When she gets thrown out the airlock at 66 when that one-year extension is done, I supposed it just shows that there is no such thing as in the “public interest” when it comes to midlevel public diplomacy professionals even with the State Department’s persistent staffing gaps in that cone, and despite the turmoil in the large swath of the Middle East.
As if to put emphasis on the notion of “public interest,” (or lack thereof), which of course, the Director General of the Foreign Service and the State Department gets to interpret, just when and how that is at play — we are happy to report that David Ensor, formerly of CNN and US Embassy Kabul and now of Voice of America has been replaced by former CNN/ABC correspondent Eileen O’Connor.
Yep, for the same position at the US Embassy in Kabul as Director of Communications and Public Diplomacy. See? Routine State Department job titles do not even cut the cake there.
Via the Potomac Flacks: “First reported in Politico’s “Playbook”, Eileen O’Connor has been named the new Communications Director and Director of Public Diplomacy at the U.S. Embassy in Kabul, Afghanistan, succeeding David Ensor. O’Connor is currently Counsel in the law firm McDermott, Will and Emery. She is a former CNN and ABC foreign correspondent, who over a 24-year career in journalism was based in London, Moscow, Tokyo and in Washington, DC.”
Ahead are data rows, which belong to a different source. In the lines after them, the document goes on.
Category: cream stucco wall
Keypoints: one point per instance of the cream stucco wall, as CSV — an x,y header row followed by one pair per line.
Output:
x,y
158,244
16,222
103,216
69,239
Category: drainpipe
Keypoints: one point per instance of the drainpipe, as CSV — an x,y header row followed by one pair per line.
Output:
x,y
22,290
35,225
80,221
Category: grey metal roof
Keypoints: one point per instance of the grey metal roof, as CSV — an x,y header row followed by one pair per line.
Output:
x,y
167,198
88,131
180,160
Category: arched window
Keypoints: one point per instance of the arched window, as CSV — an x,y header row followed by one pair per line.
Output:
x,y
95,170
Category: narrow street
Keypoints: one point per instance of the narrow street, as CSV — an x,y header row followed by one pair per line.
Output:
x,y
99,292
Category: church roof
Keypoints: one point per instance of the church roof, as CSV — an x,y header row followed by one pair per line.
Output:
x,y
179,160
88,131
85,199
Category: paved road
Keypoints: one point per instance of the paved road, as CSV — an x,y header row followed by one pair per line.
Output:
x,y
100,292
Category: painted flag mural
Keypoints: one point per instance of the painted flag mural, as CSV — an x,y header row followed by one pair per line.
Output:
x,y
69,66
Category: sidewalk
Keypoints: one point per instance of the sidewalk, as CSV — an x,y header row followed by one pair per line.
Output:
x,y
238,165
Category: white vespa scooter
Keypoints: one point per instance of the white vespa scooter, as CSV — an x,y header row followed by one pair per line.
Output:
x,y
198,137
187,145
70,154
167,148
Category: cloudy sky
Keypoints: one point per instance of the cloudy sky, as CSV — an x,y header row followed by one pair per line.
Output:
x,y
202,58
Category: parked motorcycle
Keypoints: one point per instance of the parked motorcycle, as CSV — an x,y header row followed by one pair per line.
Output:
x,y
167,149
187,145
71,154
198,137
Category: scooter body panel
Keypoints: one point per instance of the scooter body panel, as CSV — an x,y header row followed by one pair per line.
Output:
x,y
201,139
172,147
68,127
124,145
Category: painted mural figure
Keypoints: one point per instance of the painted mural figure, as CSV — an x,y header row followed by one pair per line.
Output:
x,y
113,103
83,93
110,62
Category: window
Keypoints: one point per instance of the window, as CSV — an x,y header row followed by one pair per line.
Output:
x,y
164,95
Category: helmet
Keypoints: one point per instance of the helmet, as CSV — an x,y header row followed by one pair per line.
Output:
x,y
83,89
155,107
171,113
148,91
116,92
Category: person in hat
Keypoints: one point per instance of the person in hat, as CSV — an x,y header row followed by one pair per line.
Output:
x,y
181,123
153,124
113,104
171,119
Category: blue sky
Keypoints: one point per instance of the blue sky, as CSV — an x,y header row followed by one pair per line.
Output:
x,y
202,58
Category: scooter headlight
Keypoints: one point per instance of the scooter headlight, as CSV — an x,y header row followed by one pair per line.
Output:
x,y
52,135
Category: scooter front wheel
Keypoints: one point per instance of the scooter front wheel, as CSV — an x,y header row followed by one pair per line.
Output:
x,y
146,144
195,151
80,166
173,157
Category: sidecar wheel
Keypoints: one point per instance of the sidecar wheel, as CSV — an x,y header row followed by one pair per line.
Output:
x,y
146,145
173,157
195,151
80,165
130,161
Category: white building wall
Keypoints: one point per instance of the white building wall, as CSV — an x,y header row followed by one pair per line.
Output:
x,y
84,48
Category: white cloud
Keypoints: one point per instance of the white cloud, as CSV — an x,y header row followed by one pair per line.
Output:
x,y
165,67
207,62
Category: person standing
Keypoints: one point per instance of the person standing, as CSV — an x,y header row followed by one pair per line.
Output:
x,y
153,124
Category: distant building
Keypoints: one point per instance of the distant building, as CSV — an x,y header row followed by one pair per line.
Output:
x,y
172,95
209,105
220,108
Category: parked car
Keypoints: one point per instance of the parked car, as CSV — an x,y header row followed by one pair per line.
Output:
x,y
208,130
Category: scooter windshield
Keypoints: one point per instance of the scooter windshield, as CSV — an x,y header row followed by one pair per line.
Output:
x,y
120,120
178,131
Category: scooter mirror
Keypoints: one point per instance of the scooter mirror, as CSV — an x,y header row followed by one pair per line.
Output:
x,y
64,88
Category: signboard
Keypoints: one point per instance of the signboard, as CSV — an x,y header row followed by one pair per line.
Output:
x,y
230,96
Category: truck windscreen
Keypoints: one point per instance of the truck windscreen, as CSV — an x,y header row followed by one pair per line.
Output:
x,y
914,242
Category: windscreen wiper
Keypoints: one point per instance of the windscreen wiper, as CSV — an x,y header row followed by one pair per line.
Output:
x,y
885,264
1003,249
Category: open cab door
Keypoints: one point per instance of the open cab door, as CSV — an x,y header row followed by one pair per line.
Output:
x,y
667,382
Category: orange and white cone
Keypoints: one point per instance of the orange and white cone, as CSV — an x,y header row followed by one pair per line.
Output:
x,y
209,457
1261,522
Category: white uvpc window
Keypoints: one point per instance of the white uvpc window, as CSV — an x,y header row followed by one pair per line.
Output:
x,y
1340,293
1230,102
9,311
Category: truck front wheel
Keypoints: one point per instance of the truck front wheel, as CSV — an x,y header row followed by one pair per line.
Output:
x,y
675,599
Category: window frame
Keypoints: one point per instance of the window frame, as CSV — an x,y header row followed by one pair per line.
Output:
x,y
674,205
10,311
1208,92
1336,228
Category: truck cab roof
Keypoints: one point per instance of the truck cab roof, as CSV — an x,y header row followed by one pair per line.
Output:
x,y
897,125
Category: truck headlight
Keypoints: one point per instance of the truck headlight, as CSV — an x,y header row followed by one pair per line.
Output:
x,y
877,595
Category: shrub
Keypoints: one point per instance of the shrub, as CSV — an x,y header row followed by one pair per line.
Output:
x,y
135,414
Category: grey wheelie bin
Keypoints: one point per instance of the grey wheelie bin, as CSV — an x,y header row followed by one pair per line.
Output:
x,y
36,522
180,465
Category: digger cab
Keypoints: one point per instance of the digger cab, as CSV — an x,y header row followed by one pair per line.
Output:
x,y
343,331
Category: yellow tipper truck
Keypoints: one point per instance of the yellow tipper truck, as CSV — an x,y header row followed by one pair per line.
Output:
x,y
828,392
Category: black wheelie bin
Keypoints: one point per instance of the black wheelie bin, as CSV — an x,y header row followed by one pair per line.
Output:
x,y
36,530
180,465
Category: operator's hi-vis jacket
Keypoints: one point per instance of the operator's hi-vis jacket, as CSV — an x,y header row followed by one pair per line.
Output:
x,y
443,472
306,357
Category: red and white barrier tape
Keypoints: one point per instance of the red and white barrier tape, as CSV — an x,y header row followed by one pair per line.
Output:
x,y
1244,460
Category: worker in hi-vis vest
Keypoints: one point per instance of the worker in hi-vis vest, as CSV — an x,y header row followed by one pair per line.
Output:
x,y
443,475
Over a decade ago when the State Department’s own State Magazine picked Dr. Colton as an interesting specimen among FSO newbies, the magazine writes:
Ms. Colton also worked as a journalist with firsthand experience abroad. She reported for Asia Week, a Reuters magazine, and was a London-based television producer for both NBC and ABC covering the Middle East and North Africa. In 1981, she won an Emmy for two ABC Nightly News pieces on Libya. Later she established Newsweek’s Middle East bureau in Cairo. The Waterford, Va., resident’s coverage of the Persian Gulf War prompted National Public Radio to offer her a job as its State Department correspondent.
Remember that group of Iraqi soldiers who surrendered to a journalist? You guessed it.
They gave up to NBC radio correspondent Liz Colton.
Read more about her in Colton v. Clinton: Expeditionary Diplomat Booted Off Career Ladder, Too Old
Any how — we are supposed to understand that there is no “public interest” in the extension of this career diplomat’s tenure past the mandatory retirement age, no matter how excellent her service in the field of public diplomacy because she is too old? Like I said before but let me say it again — that super sucks!
No matter that she is serving in one of the top deficit cones in the Foreign Service? Ditto.
No matter that she is serving in the midlevel ranks where there occur the most staffing gaps? Ditto.
Should we, therefore, conclude that while there is no/no “public interest” for the State Department to extend its “oldies but goldies” employees who clearly have the chops, the hiring of sorta big name journalists for its big time public affairs shop in the war zone is/is in the country’s “public interest?”
Like there isn’t anyone in all of the State Department’s career corps qualified to run the US Embassy Kabul’s press shop? What have they done to all the qualified career professionals in public affairs, throw them all out the airlock because they’ve turn 65?
I’m curious just how much taxpayer money goes to this kind of “public interest.”
And who, pray tell are we going to see in Kabul next, Wolf Blitzer? Presumably, Ms. O’Connor will have a one-year tour at the US Embassy Kabul. So for 2012-2013, can we please, please vote who we should have there next?